Adaptive will use the next-generation sequencing-based test to provide Amgen with MRD data to support multiple clinical trials in return for undisclosed fees and milestones.
Amgen is currently running more than 25 hematology clinical trials, leading Cowen analysts to conclude the agreement could increase Adaptive’s revenues above current forecasts.
Amgen and Adaptive have contributed to the emergence of MRD as an important part of treating patients with hematological disease. MRD describes the presence of previously undetectable levels of cancer cells found in patients who are in remission following treatment. The presence of these tiny numbers of cancer cells is associated with increased risk of relapse.
Last year, FDA approved Amgen’s Blincyto in the treatment of acute lymphoblastic leukemia patients with MRD. Months later, Adaptive, which worked with Amgen to develop clonoSEQ in the detection of MRD, received De Novo designation for its assay in the identification and monitoring of patients with the lingering cancer cells.
The latest deal expands on the existing relationship between Amgen and Adaptive. Rather than use clonoSEQ in certain clinical trials, Amgen will now have the chance to apply the technology across its full portfolio of hematology programs.
Adaptive will perform MRD testing and analysis. In return, Amgen will pay annual development fees, sequencing payments and regulatory milestones that could amount to a notable source of revenues for Adaptive.
“While specific financial terms were not provided, this clearly represents an incremental source of revenue upside to our model,” analysts at Cowen wrote in a note to investors.

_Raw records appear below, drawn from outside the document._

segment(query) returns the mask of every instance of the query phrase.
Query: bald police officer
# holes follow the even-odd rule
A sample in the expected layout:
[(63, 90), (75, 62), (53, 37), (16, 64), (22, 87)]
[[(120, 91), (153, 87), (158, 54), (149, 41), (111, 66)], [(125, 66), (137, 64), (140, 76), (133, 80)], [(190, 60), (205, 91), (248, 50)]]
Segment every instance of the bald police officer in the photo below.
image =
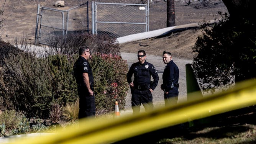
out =
[(179, 95), (179, 68), (172, 61), (170, 52), (164, 51), (162, 60), (166, 64), (162, 74), (163, 84), (161, 87), (164, 92), (164, 102), (166, 105), (175, 105), (177, 103)]
[[(147, 62), (146, 52), (140, 50), (138, 52), (139, 61), (133, 64), (126, 74), (127, 82), (131, 88), (131, 106), (133, 114), (139, 113), (142, 103), (146, 111), (154, 108), (151, 93), (158, 85), (158, 74), (154, 65)], [(134, 79), (131, 77), (134, 75)], [(151, 80), (151, 76), (153, 81)]]

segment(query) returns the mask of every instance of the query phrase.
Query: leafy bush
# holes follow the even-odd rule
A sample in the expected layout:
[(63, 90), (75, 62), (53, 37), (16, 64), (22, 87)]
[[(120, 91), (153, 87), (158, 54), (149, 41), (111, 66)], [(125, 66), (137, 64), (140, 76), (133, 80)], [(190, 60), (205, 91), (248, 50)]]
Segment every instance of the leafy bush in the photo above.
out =
[(19, 108), (29, 116), (45, 117), (51, 102), (63, 105), (76, 99), (70, 63), (73, 61), (66, 56), (40, 59), (21, 52), (9, 54), (4, 61), (2, 92), (7, 108)]
[(124, 109), (128, 90), (126, 80), (128, 65), (120, 56), (95, 54), (90, 61), (94, 77), (94, 89), (97, 109), (115, 110), (115, 102)]
[(255, 24), (228, 18), (206, 27), (193, 48), (192, 67), (203, 90), (256, 77)]

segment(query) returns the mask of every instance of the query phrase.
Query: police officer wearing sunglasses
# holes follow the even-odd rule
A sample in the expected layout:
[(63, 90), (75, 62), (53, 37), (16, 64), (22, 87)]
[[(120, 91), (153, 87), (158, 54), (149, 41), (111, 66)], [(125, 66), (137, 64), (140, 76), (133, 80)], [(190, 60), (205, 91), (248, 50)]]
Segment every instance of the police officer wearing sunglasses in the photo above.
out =
[[(146, 57), (145, 51), (139, 51), (139, 61), (131, 65), (126, 74), (127, 82), (131, 88), (131, 106), (134, 115), (139, 113), (141, 103), (146, 111), (154, 108), (151, 93), (158, 85), (159, 78), (154, 65), (146, 61)], [(133, 75), (134, 77), (133, 82), (131, 80)], [(151, 75), (153, 81), (151, 81)]]

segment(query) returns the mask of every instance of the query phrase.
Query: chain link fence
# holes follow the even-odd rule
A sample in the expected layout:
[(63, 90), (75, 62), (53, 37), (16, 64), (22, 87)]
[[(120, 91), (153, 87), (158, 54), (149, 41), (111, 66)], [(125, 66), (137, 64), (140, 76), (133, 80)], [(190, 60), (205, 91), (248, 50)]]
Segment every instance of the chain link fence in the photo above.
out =
[(89, 32), (88, 1), (66, 10), (43, 7), (41, 9), (39, 13), (40, 6), (38, 5), (35, 44), (38, 43), (48, 44), (49, 38), (54, 35), (62, 34), (64, 36), (70, 33)]
[(149, 31), (148, 3), (92, 2), (92, 33), (118, 38)]

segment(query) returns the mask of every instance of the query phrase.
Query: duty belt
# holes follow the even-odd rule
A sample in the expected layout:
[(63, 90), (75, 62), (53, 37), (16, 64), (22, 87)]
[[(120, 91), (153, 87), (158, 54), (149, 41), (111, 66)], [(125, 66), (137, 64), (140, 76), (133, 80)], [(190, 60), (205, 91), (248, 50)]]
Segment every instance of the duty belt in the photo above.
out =
[(179, 83), (174, 83), (173, 86), (174, 86), (174, 87), (179, 87)]
[(144, 84), (141, 85), (135, 85), (134, 89), (136, 89), (141, 90), (149, 90), (150, 87), (149, 84)]

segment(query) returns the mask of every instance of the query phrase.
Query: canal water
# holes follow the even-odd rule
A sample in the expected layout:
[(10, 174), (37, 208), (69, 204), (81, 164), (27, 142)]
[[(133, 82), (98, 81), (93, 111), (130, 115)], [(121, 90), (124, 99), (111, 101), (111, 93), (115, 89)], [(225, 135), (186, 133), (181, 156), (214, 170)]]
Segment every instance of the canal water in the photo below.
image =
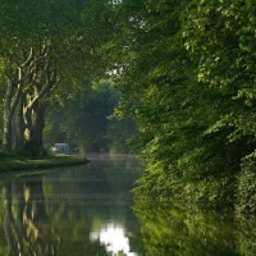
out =
[(0, 176), (1, 256), (253, 256), (253, 216), (137, 205), (141, 165), (90, 155), (86, 166)]

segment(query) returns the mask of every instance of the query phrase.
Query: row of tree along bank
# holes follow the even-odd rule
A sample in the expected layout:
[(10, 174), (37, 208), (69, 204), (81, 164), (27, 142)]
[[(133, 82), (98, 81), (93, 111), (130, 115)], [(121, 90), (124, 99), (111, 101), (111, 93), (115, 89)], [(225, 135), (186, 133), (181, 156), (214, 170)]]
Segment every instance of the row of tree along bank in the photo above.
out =
[(0, 84), (5, 153), (41, 154), (46, 110), (86, 91), (92, 77), (102, 71), (99, 46), (111, 29), (105, 2), (1, 2)]
[[(138, 200), (256, 210), (252, 1), (118, 5), (111, 54), (147, 168)], [(119, 71), (119, 72), (118, 72)]]

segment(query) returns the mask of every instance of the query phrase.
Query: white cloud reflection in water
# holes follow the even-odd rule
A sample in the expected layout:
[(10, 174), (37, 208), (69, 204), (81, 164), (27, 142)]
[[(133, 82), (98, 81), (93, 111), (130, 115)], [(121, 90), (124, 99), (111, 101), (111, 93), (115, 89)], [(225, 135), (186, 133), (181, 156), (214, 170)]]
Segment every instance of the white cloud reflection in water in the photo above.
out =
[(122, 251), (127, 256), (137, 255), (137, 253), (130, 251), (129, 239), (122, 225), (113, 223), (108, 224), (99, 231), (91, 232), (90, 239), (92, 241), (99, 240), (105, 245), (108, 251), (113, 253), (114, 255)]

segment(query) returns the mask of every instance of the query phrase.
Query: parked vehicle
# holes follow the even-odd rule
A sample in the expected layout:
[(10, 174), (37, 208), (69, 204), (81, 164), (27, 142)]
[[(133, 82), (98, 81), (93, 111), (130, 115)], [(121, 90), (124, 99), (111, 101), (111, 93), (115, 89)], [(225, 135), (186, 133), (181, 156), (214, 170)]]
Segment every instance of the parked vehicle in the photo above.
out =
[(51, 148), (53, 154), (71, 154), (71, 149), (66, 143), (55, 143)]

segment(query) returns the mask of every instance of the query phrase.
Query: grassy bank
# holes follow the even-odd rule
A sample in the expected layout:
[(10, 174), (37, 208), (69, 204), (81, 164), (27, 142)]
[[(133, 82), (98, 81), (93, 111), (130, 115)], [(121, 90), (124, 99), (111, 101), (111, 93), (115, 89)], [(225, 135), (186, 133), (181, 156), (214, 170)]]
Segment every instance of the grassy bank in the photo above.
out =
[(24, 157), (0, 156), (0, 172), (39, 169), (83, 164), (89, 161), (82, 157), (59, 155), (54, 156)]

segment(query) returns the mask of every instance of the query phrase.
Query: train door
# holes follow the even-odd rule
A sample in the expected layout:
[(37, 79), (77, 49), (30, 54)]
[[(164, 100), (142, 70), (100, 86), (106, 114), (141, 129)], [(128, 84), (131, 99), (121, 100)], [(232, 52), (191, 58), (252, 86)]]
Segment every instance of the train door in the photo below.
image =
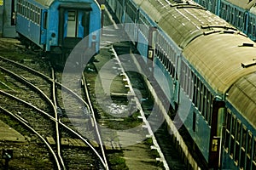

That conclusion is underpinned by a review of Amgen’s hematology pipeline. The Cowen analysts found more than 25 ongoing, Amgen-sponsored clinical trials in hematology indications such as acute lymphoblastic leukemia and multiple myeloma. Those trials are expected to enroll more than 3,500 patients.
News of the deal comes shortly after Adaptive began trading on Nasdaq. The company raised net proceeds of $321 million to fund activities including the commercialization and marketing of its clinical products and services. Adaptive posted revenues of $22.1 million in its first quarter as a public company.